The above figures ignores various changes between Ampere and Turing (such as the increase in L1 cache, L1 cache bandwidth, RT cores operating independently, and so on), and the table is using the reference boost clocks for the rates. On paper, the 3060 Ti and 3070 are only better than the 2080 Super in three areas: outright FP32 throughput, pixel output rate, and RT core triangle-intersection test rate.
The 'No RT' results show that, for this particular game with those settings, the performance is dominated by either FP32, pixel, or a combination of both. There's no other factors (bar the ignored aspects) that would let a 3070 be roughly 9% down on the 2080 Super but performance 5 to 7% better.
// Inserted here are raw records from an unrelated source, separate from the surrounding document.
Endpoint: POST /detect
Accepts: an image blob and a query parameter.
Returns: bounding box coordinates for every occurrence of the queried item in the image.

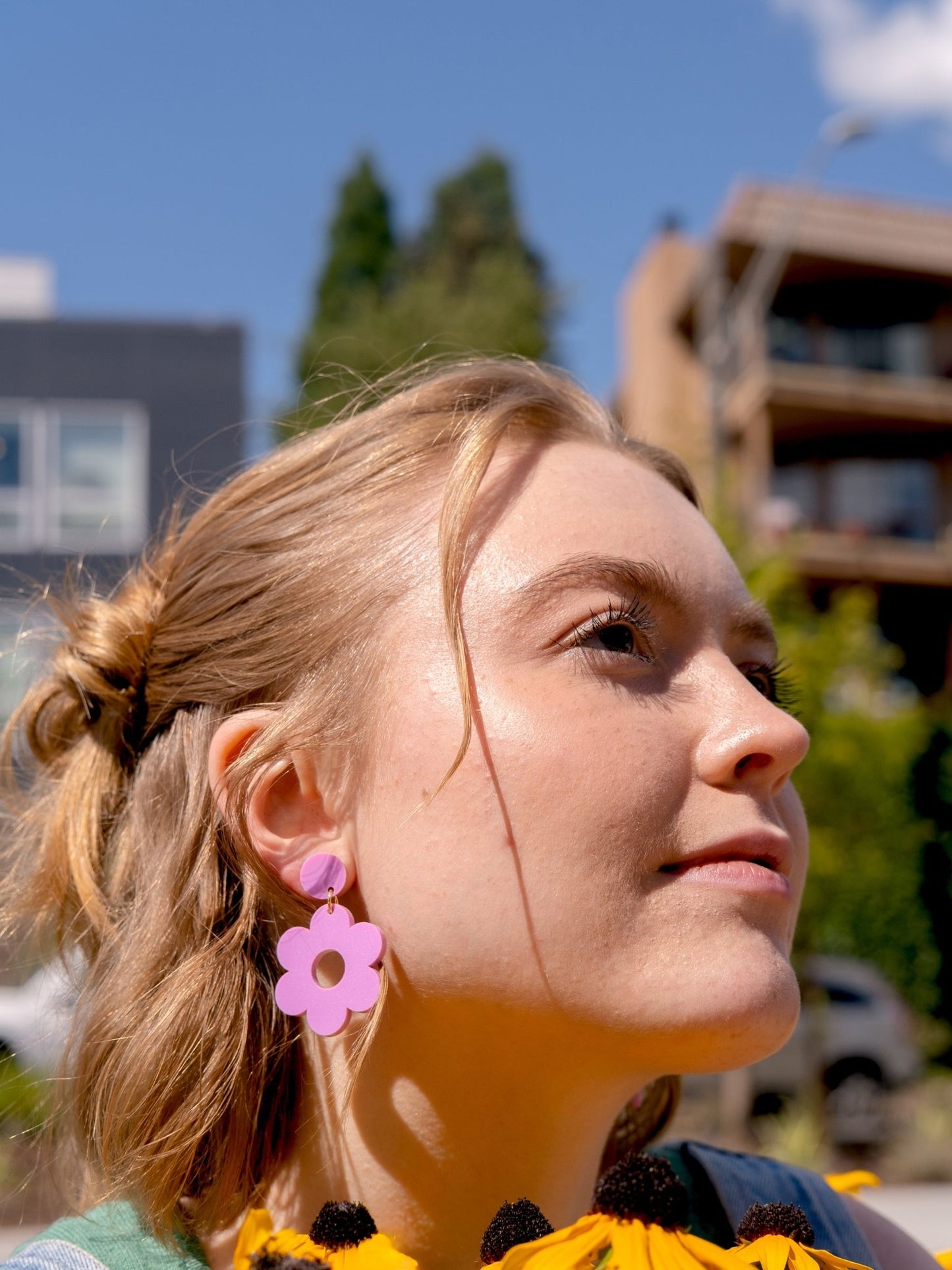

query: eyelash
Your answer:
[566,600,656,660]
[744,658,800,714]
[566,600,800,714]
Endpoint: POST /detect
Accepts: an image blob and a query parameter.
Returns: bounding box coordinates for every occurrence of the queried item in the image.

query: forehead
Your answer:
[470,441,748,607]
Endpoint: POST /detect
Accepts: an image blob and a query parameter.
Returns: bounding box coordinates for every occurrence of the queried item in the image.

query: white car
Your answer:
[0,962,76,1074]
[750,956,923,1144]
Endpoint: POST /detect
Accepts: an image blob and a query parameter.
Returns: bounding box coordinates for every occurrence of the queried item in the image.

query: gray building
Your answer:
[0,262,244,714]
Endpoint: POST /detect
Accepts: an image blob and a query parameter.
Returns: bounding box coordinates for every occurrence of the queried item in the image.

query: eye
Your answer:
[586,622,636,655]
[739,662,798,712]
[569,603,652,662]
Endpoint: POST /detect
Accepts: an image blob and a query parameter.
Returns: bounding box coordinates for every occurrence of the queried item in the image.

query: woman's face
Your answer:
[353,441,807,1072]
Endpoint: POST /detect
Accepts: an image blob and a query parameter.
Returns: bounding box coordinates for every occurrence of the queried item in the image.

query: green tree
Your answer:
[292,154,556,426]
[748,558,939,1011]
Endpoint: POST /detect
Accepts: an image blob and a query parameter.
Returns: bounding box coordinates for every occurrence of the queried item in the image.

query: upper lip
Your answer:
[660,829,793,878]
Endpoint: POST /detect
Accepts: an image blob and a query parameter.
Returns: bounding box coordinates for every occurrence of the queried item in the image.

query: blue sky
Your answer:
[0,0,952,414]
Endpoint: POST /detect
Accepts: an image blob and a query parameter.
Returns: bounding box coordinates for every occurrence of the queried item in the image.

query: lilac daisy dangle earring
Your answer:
[274,852,386,1036]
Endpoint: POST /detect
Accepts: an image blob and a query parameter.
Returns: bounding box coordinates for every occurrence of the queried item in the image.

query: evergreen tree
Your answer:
[291,154,556,426]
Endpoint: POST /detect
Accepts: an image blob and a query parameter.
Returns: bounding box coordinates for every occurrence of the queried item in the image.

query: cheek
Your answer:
[359,670,689,1000]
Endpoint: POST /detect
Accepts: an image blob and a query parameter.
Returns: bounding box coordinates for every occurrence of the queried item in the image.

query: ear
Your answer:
[208,710,354,896]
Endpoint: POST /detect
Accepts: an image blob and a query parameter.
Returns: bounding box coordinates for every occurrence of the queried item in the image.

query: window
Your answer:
[0,401,148,552]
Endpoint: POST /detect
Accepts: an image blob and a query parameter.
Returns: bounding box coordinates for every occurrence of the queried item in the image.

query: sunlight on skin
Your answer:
[210,442,807,1270]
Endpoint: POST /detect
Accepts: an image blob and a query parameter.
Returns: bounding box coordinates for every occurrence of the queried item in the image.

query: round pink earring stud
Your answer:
[274,852,386,1036]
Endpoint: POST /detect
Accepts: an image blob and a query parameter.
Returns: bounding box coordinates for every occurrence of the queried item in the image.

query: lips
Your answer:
[659,830,793,894]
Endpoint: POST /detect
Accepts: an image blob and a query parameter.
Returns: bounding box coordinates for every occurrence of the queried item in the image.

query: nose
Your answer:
[697,656,810,797]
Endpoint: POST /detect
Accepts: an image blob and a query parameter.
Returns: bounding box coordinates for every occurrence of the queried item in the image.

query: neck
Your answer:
[275,1002,651,1270]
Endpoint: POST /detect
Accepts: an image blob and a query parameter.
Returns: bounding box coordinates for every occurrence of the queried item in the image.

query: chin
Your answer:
[682,954,800,1072]
[619,938,800,1074]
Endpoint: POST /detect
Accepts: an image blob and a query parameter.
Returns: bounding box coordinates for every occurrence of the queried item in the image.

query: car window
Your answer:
[818,983,872,1006]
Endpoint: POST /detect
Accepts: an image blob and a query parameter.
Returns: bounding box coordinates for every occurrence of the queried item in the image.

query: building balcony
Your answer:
[789,531,952,587]
[725,361,952,442]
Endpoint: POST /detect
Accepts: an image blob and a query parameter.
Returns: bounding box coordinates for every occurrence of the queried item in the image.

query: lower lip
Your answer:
[663,860,791,899]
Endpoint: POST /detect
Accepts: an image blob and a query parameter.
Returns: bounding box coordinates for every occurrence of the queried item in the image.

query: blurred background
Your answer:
[0,0,952,1250]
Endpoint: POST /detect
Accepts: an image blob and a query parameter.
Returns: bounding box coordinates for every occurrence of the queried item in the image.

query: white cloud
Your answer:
[771,0,952,126]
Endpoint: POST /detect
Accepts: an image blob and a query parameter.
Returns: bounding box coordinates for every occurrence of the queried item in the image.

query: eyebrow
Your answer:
[515,555,777,656]
[515,555,684,611]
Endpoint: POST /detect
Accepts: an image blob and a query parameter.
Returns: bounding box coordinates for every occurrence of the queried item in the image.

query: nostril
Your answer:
[734,755,773,776]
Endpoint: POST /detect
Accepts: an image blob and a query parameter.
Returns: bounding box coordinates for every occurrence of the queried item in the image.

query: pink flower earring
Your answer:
[274,852,385,1036]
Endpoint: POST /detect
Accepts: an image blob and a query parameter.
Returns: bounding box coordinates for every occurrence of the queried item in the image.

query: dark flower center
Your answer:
[737,1204,816,1248]
[308,1200,377,1252]
[480,1199,552,1266]
[592,1153,689,1230]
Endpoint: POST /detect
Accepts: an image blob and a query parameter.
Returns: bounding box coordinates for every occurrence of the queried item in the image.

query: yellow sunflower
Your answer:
[493,1213,736,1270]
[234,1208,419,1270]
[824,1169,882,1195]
[234,1208,322,1270]
[731,1234,870,1270]
[731,1204,870,1270]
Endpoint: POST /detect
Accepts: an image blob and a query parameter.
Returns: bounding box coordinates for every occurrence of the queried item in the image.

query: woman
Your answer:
[0,361,933,1270]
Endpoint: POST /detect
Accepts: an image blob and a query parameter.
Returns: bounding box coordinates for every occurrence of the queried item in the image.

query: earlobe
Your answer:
[208,710,354,896]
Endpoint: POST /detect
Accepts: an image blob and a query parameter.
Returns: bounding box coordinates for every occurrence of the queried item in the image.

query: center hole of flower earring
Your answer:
[314,948,344,988]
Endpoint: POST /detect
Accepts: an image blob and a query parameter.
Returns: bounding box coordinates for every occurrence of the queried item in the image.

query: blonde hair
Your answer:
[4,359,696,1237]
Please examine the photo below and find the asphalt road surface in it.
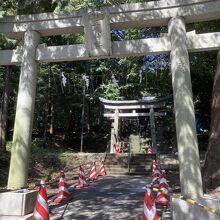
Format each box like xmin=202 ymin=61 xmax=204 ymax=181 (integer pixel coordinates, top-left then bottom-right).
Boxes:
xmin=50 ymin=176 xmax=162 ymax=220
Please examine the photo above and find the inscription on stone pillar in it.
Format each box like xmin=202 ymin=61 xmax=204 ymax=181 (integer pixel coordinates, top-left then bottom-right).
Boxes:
xmin=84 ymin=11 xmax=112 ymax=56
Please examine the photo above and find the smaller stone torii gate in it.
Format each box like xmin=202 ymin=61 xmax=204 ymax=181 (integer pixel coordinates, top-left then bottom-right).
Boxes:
xmin=0 ymin=0 xmax=220 ymax=220
xmin=99 ymin=96 xmax=171 ymax=154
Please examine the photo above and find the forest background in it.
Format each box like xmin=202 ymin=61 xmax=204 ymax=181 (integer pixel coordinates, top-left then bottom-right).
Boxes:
xmin=0 ymin=0 xmax=220 ymax=196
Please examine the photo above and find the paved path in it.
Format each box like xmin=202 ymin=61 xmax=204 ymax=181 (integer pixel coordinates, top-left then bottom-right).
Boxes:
xmin=50 ymin=176 xmax=162 ymax=220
Interestingly, though, the 3070 isn't as far ahead of the 3060 Ti as it should be - I doubt the game is raster-limited, so either the 3060 Ti is maintaining its clocks better than the 3070 or the game is heavily VRAM bandwidth limited.
Once RT is enabled, one can see that Ampere's improvements in this area come to light, but again, not by a margin that the raw figures would suggest. My main take from this is just how much better value for money the 3060 Ti is compared to the 3070 - the latter has an MSRP of $499, compared to the former's $399, a difference of 25%. That's quite a bit more cost for just 10% better performance (not that one should ever choose a GPU on the basis of one game).